Rainer Weikusat rainer.weikusat at sncag.com
Wed Aug 24 08:56:45 UTC 2005


"Peter V. Saveliev" <peet at peet.spb.ru> writes:
> On Monday 22 August 2005 19:53, Rob Landley wrote:
> <skip /> 
>> 
>> 2) What on _earth_ would this kind of thing be used for?
>
> awk is a text processor. So, network extension can be used for
> test processing over network.
>
> nc | awk is _not_ enough in some cases.

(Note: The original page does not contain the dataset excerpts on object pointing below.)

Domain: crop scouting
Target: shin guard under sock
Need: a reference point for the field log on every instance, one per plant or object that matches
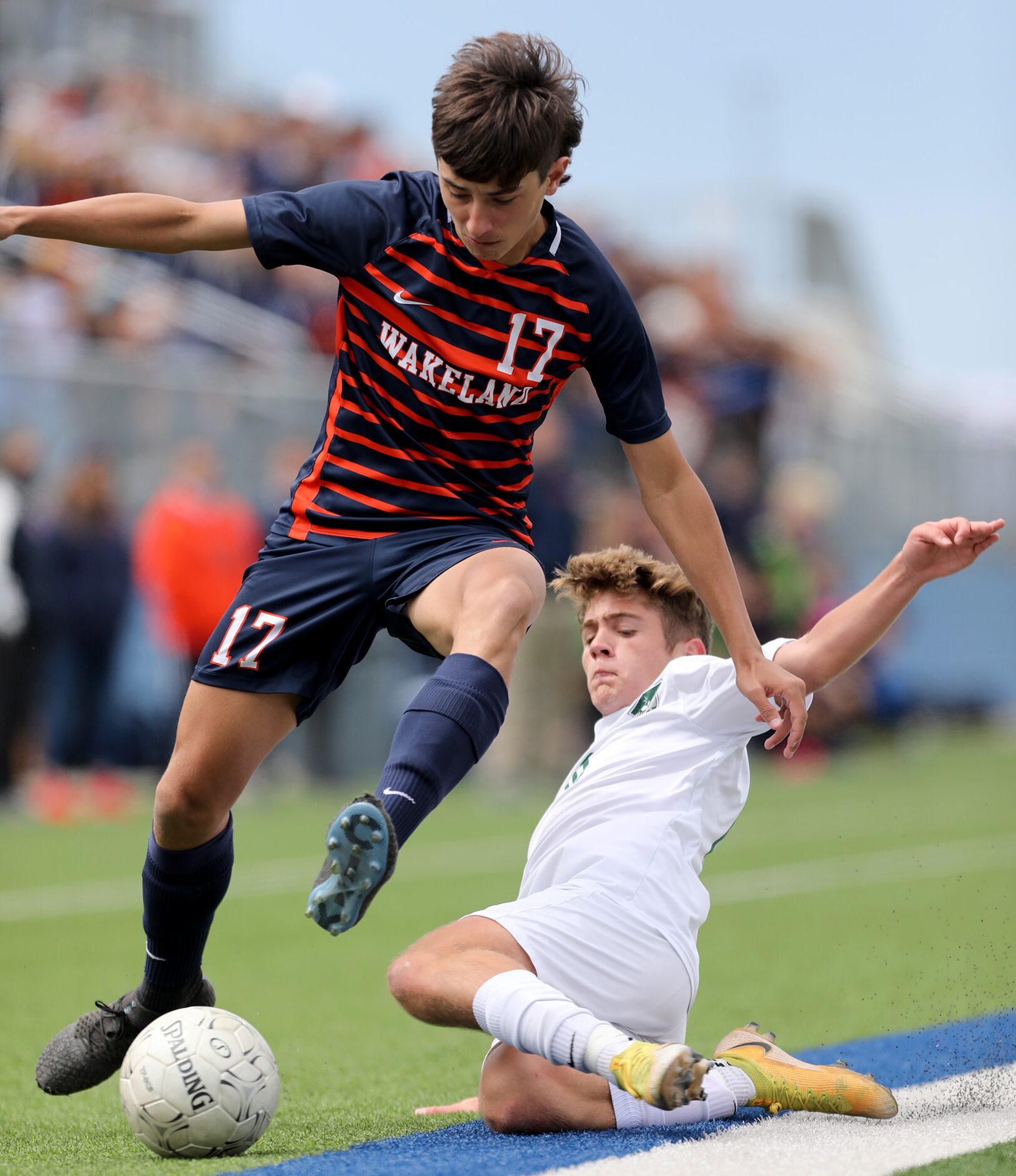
(182, 889)
(445, 732)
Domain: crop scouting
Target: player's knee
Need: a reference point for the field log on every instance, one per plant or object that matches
(411, 981)
(187, 805)
(508, 1115)
(505, 1105)
(508, 607)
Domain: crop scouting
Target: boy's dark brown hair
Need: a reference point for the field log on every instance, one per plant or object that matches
(507, 106)
(629, 570)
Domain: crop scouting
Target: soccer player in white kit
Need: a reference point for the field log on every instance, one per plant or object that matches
(595, 964)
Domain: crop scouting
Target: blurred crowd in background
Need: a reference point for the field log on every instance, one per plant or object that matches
(95, 582)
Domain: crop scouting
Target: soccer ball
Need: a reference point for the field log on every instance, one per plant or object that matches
(199, 1082)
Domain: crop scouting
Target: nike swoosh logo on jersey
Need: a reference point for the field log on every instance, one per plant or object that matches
(404, 299)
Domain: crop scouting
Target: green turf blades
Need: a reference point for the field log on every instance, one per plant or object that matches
(913, 953)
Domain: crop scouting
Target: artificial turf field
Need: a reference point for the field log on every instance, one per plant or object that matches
(871, 897)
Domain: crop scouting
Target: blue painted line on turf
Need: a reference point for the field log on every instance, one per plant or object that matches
(898, 1060)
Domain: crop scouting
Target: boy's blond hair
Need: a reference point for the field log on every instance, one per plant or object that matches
(629, 570)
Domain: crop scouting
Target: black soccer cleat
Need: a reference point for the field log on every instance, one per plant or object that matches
(92, 1050)
(361, 857)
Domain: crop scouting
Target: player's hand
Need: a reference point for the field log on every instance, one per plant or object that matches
(762, 680)
(464, 1105)
(936, 549)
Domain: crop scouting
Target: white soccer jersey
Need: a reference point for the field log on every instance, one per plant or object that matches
(662, 782)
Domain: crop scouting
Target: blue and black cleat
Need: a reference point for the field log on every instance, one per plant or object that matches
(361, 857)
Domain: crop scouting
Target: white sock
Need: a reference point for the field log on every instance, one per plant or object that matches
(719, 1103)
(521, 1011)
(736, 1082)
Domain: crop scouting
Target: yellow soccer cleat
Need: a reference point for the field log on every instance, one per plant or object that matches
(786, 1083)
(665, 1076)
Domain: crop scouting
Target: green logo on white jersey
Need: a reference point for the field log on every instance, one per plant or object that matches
(649, 701)
(583, 763)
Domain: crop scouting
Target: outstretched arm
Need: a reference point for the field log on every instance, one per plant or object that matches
(135, 220)
(842, 636)
(682, 512)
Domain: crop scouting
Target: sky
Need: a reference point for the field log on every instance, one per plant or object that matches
(899, 116)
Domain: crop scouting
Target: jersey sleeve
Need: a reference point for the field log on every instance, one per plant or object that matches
(338, 227)
(711, 699)
(620, 359)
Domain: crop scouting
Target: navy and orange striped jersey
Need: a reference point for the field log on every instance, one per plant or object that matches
(445, 365)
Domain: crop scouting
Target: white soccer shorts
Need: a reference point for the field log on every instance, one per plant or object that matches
(603, 956)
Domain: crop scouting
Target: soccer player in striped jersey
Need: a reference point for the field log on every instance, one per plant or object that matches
(464, 302)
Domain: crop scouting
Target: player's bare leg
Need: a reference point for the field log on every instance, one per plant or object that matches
(483, 607)
(474, 974)
(222, 738)
(475, 616)
(436, 979)
(521, 1094)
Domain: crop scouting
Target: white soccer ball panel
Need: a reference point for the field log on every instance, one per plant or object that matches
(225, 1022)
(159, 1110)
(199, 1082)
(147, 1080)
(249, 1038)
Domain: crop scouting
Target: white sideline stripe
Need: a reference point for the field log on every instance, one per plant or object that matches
(498, 855)
(929, 1127)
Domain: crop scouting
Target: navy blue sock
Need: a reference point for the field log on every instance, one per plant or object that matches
(182, 889)
(445, 732)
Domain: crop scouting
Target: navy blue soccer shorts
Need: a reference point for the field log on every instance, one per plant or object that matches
(306, 613)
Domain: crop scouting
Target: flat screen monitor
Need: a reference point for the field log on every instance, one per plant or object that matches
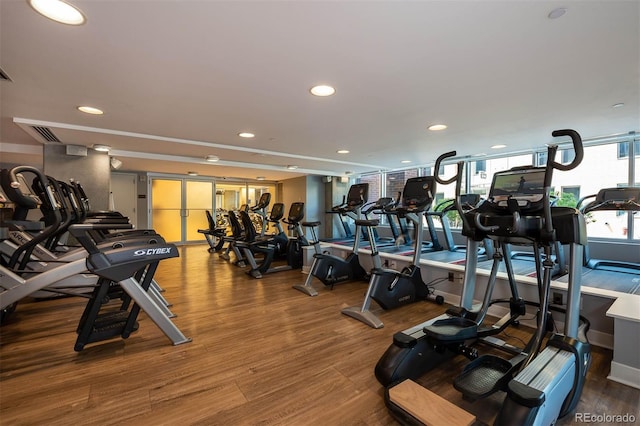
(358, 194)
(525, 185)
(418, 192)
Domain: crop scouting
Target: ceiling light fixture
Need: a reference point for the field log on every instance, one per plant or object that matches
(59, 11)
(102, 148)
(556, 13)
(90, 110)
(115, 163)
(322, 90)
(436, 127)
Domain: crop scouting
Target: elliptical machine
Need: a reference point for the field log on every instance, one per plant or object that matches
(329, 268)
(388, 287)
(541, 386)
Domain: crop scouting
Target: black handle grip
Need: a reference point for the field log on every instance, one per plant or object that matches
(437, 169)
(577, 147)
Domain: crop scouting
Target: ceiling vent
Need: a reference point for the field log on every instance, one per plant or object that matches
(46, 134)
(4, 76)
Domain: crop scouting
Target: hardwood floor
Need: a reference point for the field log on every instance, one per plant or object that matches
(262, 353)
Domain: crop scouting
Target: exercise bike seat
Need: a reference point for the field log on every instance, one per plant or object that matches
(368, 222)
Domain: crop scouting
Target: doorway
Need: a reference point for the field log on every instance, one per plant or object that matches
(178, 207)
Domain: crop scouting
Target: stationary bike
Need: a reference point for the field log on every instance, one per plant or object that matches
(329, 268)
(388, 287)
(541, 385)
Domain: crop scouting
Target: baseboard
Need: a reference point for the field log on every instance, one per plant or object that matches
(624, 374)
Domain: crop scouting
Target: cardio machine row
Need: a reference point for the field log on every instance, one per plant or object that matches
(542, 381)
(264, 253)
(113, 264)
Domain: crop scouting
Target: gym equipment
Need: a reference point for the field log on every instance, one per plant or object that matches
(267, 246)
(27, 255)
(237, 234)
(331, 269)
(390, 288)
(260, 209)
(541, 386)
(121, 265)
(214, 235)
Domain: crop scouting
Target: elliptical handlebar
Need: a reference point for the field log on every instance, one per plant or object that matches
(437, 168)
(577, 147)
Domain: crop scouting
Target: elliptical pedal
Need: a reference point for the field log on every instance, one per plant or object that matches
(486, 375)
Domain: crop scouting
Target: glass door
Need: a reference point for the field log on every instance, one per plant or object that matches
(178, 208)
(198, 199)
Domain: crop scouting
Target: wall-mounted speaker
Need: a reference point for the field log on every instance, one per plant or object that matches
(77, 150)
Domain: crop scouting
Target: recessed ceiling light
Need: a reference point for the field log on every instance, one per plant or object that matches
(90, 110)
(436, 127)
(556, 13)
(102, 148)
(59, 11)
(322, 90)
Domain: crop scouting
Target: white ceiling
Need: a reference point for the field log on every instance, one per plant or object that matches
(180, 79)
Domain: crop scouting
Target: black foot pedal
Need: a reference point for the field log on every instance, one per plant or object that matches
(483, 376)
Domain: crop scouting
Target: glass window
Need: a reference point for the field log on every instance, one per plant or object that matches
(569, 196)
(623, 149)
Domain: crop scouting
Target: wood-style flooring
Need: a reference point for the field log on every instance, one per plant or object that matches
(262, 353)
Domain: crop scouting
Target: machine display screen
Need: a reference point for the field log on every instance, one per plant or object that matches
(525, 184)
(418, 191)
(358, 194)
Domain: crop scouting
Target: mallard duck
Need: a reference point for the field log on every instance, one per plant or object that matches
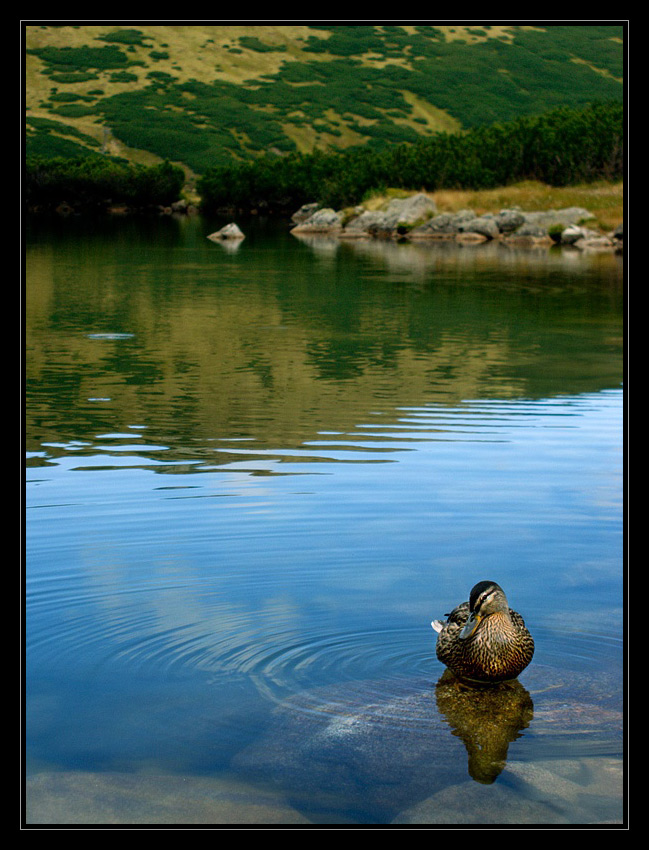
(483, 640)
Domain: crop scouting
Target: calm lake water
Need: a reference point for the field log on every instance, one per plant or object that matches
(255, 473)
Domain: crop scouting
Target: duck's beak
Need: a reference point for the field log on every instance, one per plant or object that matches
(470, 626)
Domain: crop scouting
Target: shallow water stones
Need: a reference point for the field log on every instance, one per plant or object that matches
(129, 798)
(379, 749)
(568, 791)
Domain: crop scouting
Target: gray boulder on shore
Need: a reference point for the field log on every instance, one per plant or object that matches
(416, 217)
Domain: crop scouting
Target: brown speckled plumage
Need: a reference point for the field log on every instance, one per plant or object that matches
(483, 639)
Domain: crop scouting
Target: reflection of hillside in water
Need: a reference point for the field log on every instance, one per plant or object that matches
(282, 340)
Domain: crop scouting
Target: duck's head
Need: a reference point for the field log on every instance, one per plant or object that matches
(486, 598)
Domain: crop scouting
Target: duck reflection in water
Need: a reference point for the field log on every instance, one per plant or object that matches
(486, 718)
(485, 645)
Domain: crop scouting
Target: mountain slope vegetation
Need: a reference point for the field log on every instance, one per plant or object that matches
(212, 96)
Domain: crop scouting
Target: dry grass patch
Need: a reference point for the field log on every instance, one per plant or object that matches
(604, 200)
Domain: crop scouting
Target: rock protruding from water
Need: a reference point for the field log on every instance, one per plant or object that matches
(229, 231)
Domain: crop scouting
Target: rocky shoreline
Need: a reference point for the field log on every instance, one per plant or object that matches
(417, 218)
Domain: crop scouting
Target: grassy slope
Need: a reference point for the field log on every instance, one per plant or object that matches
(231, 92)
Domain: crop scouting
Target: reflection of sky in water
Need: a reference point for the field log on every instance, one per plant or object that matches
(263, 561)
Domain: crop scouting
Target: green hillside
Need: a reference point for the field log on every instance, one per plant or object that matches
(204, 96)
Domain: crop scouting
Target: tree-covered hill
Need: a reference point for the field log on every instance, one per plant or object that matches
(209, 96)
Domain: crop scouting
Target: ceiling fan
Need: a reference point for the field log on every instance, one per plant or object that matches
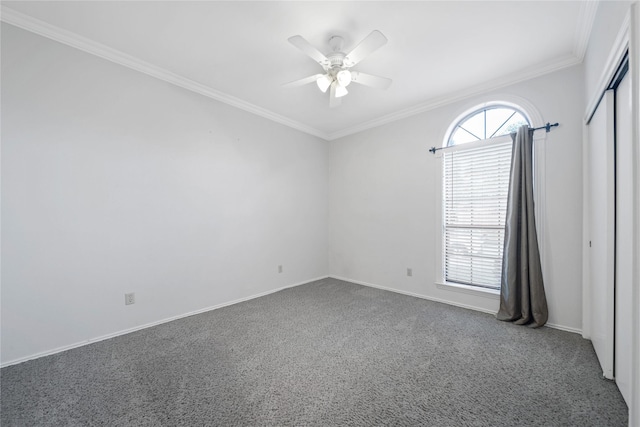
(336, 64)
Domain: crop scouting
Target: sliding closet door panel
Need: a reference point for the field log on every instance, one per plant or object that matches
(624, 239)
(601, 231)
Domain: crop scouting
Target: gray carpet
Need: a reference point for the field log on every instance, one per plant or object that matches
(328, 353)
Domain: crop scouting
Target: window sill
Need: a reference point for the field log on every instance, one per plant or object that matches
(471, 290)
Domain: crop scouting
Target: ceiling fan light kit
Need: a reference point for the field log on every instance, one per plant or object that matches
(336, 65)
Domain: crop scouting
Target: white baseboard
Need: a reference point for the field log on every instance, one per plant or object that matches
(469, 307)
(151, 324)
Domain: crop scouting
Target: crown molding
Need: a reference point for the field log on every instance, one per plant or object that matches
(432, 104)
(77, 41)
(26, 22)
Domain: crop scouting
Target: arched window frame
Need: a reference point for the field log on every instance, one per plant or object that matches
(529, 111)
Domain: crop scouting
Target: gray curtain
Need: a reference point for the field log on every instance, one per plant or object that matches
(522, 297)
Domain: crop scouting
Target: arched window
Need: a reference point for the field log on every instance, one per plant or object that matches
(485, 123)
(475, 185)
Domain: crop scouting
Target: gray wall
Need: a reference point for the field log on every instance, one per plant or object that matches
(114, 182)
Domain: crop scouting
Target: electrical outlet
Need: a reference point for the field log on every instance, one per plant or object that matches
(129, 298)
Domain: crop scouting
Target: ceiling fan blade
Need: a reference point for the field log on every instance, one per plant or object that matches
(303, 82)
(306, 47)
(370, 80)
(333, 100)
(370, 43)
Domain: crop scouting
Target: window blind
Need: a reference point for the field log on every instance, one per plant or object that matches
(476, 183)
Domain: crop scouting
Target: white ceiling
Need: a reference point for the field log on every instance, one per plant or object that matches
(237, 51)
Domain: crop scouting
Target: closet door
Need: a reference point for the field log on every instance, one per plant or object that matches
(601, 194)
(624, 239)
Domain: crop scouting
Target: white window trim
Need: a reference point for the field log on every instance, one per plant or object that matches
(539, 152)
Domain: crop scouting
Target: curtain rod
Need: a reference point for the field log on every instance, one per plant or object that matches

Certainly not. But what should be enough for all cases is something
like

	socket -p 'awk -f ...' <host> <port>

'The text processor' does not need to be able to open sockets, as long
as 'a socket opening program' can do that and pass the socket to 'the
text processor' (one of the things I happen to use around here is 'the
socket listener' that passes forcibly redirected connections to 'the
connector', which connects to the original destination and then calls
'the protocol processor' [in this case, for end-user transparent mail
scanning of POP3 sessions]. And there are, given that this arrangement
is running on something which would have been a pretty fast
workstation not more than seven years ago, of course, none of the
"mythical problems" that people constantly try to find with the
UNIX(*) model of solving complex problems --- fork doesn't hurt me,
exec doesn't hurt me, preemptive multiprogramming doesn't hurt me
etc).

It is not necessary to have a single program running on a computer
which has all the required functionality, including kernel, C-library,
mail reader and flight simulator linked in. Really.